It is hard not to feel a certain schadenfreude on reading that Meadville, Pennsylvania, once the zipper capital of America, where happy workers sang the company song, ‘Zipper Boots, Oh Zipper Boots!’, to the tune of ‘My Maryland!’, is no longer in business. Friedel describes a recent visit to Meadville in the wry, melancholic tone normally reserved for a pilgrimage to Leptis Magna, or Sodom. Why did he not also describe a visit to thriving Macon, Georgia, where a giant Japanese-backed ‘manufacturing facility’ produces several million zippers a day, and listen to the new company songs there? Who, some of us may wonder, is looking after the zipper needs of China? In a free market in Nanking a few years ago I saw rows of entrepreneurs at the kerbside operating forked devices for installing zips in trousers (a street tailor took a young woman’s inside leg measurement as I passed). No doubt high-capacity manufacturing facilities are now rendering this primitive, almost idyllic, scene obsolete. Zips for the loins of China. It sounds like a catchy book title but a depressing idea.

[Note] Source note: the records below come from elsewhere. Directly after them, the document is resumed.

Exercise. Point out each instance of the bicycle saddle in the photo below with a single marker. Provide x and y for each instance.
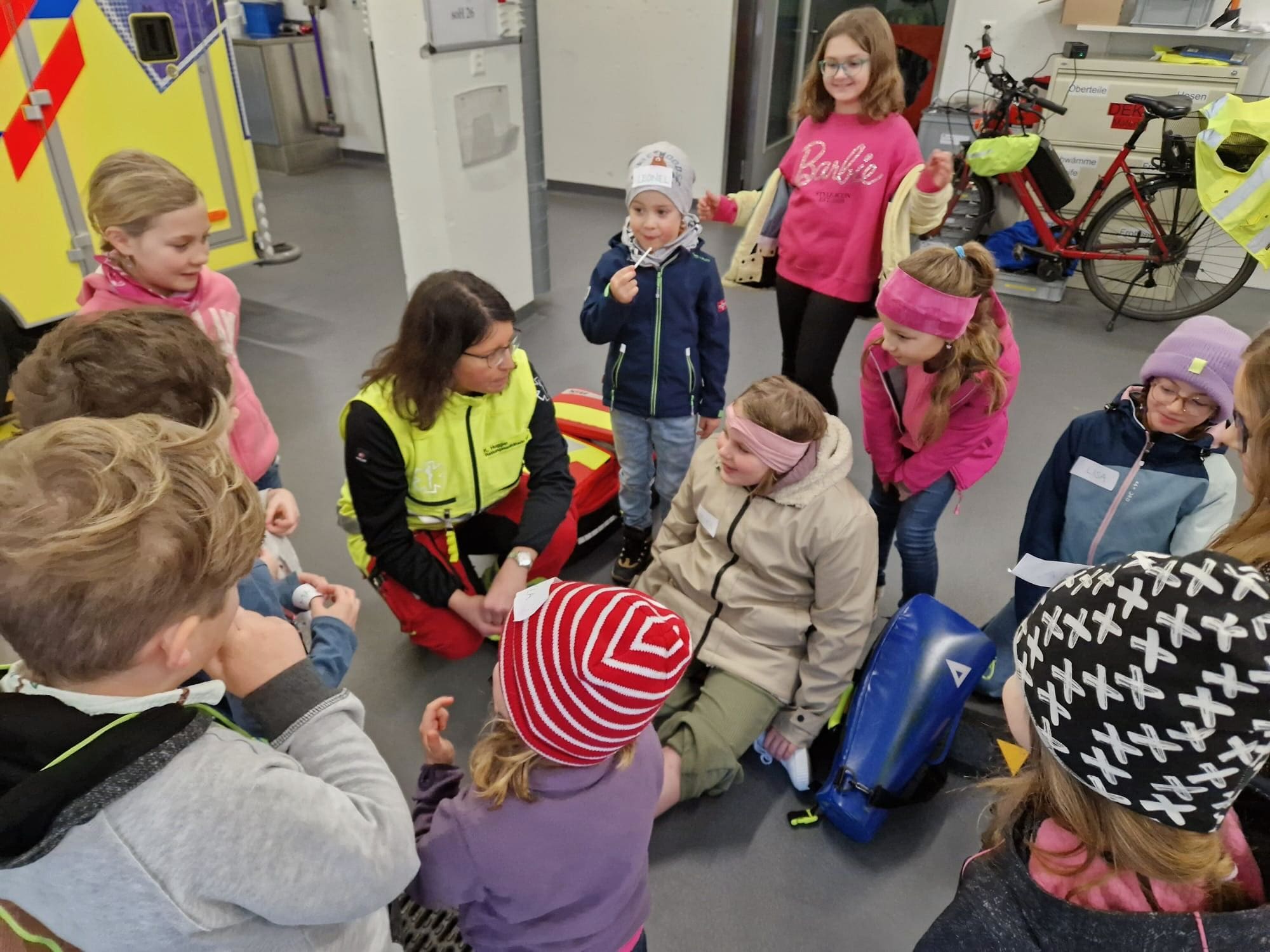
(1164, 107)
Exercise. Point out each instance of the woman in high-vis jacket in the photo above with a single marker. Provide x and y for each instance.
(435, 447)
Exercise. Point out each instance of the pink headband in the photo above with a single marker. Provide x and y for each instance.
(907, 301)
(774, 451)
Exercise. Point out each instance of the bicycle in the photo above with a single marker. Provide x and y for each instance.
(1153, 238)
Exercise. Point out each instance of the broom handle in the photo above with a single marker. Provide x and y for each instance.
(322, 64)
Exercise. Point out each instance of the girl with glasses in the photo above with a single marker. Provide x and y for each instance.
(435, 447)
(840, 210)
(1141, 474)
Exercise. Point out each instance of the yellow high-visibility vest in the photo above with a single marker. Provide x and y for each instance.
(1238, 200)
(469, 460)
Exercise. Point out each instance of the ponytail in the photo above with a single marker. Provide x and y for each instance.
(976, 355)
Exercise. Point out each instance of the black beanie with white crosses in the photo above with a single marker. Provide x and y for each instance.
(1150, 681)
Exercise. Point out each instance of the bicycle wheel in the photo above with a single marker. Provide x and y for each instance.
(1205, 267)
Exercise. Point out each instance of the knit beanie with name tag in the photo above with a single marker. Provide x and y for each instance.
(585, 668)
(1205, 352)
(1149, 680)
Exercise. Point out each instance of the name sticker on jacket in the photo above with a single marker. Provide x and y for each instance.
(1098, 474)
(711, 524)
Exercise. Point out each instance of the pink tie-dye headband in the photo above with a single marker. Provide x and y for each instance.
(907, 301)
(775, 451)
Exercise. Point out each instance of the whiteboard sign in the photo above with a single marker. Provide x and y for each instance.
(1089, 89)
(1078, 163)
(462, 23)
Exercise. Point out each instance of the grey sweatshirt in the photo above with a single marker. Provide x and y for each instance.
(219, 842)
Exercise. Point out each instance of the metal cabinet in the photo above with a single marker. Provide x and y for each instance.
(1094, 93)
(284, 103)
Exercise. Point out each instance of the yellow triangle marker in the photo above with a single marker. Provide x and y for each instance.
(1015, 756)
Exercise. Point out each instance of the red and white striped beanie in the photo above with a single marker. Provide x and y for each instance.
(585, 668)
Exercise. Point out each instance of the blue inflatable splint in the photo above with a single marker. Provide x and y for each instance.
(904, 715)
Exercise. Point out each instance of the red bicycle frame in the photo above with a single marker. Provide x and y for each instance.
(1038, 209)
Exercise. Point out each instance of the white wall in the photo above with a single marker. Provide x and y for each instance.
(620, 74)
(476, 219)
(351, 69)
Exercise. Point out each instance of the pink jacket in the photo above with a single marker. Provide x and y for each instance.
(1122, 892)
(214, 307)
(971, 445)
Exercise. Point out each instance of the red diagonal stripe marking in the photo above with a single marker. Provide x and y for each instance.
(58, 76)
(12, 16)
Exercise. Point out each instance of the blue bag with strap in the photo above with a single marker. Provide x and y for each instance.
(905, 711)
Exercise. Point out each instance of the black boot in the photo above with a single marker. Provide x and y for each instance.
(636, 555)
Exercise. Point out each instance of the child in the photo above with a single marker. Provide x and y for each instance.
(1141, 474)
(131, 818)
(1249, 432)
(938, 376)
(549, 846)
(769, 553)
(154, 228)
(657, 301)
(1140, 694)
(157, 361)
(849, 194)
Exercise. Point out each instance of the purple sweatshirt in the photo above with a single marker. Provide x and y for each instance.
(567, 873)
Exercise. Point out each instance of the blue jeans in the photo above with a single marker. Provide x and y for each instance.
(1001, 633)
(272, 478)
(637, 439)
(911, 526)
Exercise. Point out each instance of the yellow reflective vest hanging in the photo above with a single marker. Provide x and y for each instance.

Surprisingly, Friedel laments that zippers can never be ‘the subject of intellectual discourse, the focus of anguished meditations on modern life’, for his whole book suggests otherwise. Leaving aside the zipper’s impact on sexuality, a natural subject for intellectual discourse, what is to stop anguished meditation on whether a whole century spent developing a superfluous gadget really represents a triumph for man’s unconquerable mind? Let the metaphysicians explain the link between the concept of zipping up the world and the Yoshida philosophy of the ‘cycle of goodness’ – summed up by the pious founder as ‘goodness will cycle back to us if we sow seeds of goodness and render goodness to others.’
Friedel’s book could set off more discourse than he thinks. Those who see the zipper as the catalyst of a new industrial revolution may well wish to ask why the author has concentrated on the wearable zip and virtually ignored the industrial zip. One must turn to the Guinness Book of Records to find that a zipper 2074 feet long was made in Italy to cover an aquatic cable. This is a long hop from the tobacco pouch. In 1989 a zipper 9353 feet in length was wound round the centre of a Dutch town by Yoshida (Netherlands), but Guinness does not reveal its ultimate purpose. Are zippers extensively used, perhaps, by the sort of people who wrap landscapes in sheets of plastic? But no more quibbling. ‘The zipper’s story is a dandy,’ exults the author, and he is to be congratulated on unearthing so much of it. His publishers are not to be congratulated on printing the page headings vertically in the outer margins, with tiny illegible letters dribbling one below the other, the result resembling strips of zipper rescued from a mangle.